This report explores the text data from blogs, news, and Twitter. The goal is to understand the structure of this data to inform the creation of a predictive text algorithm and a user-friendly Shiny application.
First, we load the data and calculate basic statistics. The table below proves we have successfully accessed the data and shows its key features.
# Define the file paths.
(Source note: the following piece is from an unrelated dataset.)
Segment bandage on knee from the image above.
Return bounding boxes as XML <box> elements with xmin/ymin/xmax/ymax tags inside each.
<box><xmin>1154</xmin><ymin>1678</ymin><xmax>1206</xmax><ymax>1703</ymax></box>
CHANGE THESE PATHS IF YOUR FILES ARE IN A DIFFERENT LOCATION.
# The files MUST be in your RStudio project folder or the path must be correct.
blog_path <- "en_US.blogs.txt"
news_path <- "en_US.news.txt"
twitter_path <- "en_US.twitter.txt"
# Function to safely read files and handle encoding
read_file <- function(path) {
con <- file(path, open="rb")
lines <- readLines(con, encoding="UTF-8", skipNul=TRUE)
close(con)
return(lines)
}
# Load the data
blogs <- read_file(blog_path)
news <- read_file(news_path)
twitter <- read_file(twitter_path)
# Calculate basic statistics
library(stringr)
summary_data <- data.frame(
Source = c("Blogs", "News", "Twitter"),
`Number of Lines` = c(length(blogs), length(news), length(twitter)),
`Total Words` = c(sum(str_count(blogs, "\\W+") + 1),
sum(str_count(news, "\\W+") + 1),
sum(str_count(twitter, "\\W+") + 1)),
`Mean Words per Line` = c(mean(str_count(blogs, "\\W+") + 1),
mean(str_count(news, "\\W+") + 1),
mean(str_count(twitter, "\\W+") + 1)),
`File Size (MB)` = c(round(file.info(blog_path)$size / (1024^2), 2),
round(file.info(news_path)$size / (1024^2), 2),
round(file.info(twitter_path)$size / (1024^2), 2))
)
# Display the table nicely
library(knitr)
kable(summary_data, caption = "Summary Statistics of the Three Text Data Sources", align = c('l', 'r', 'r', 'r', 'r'))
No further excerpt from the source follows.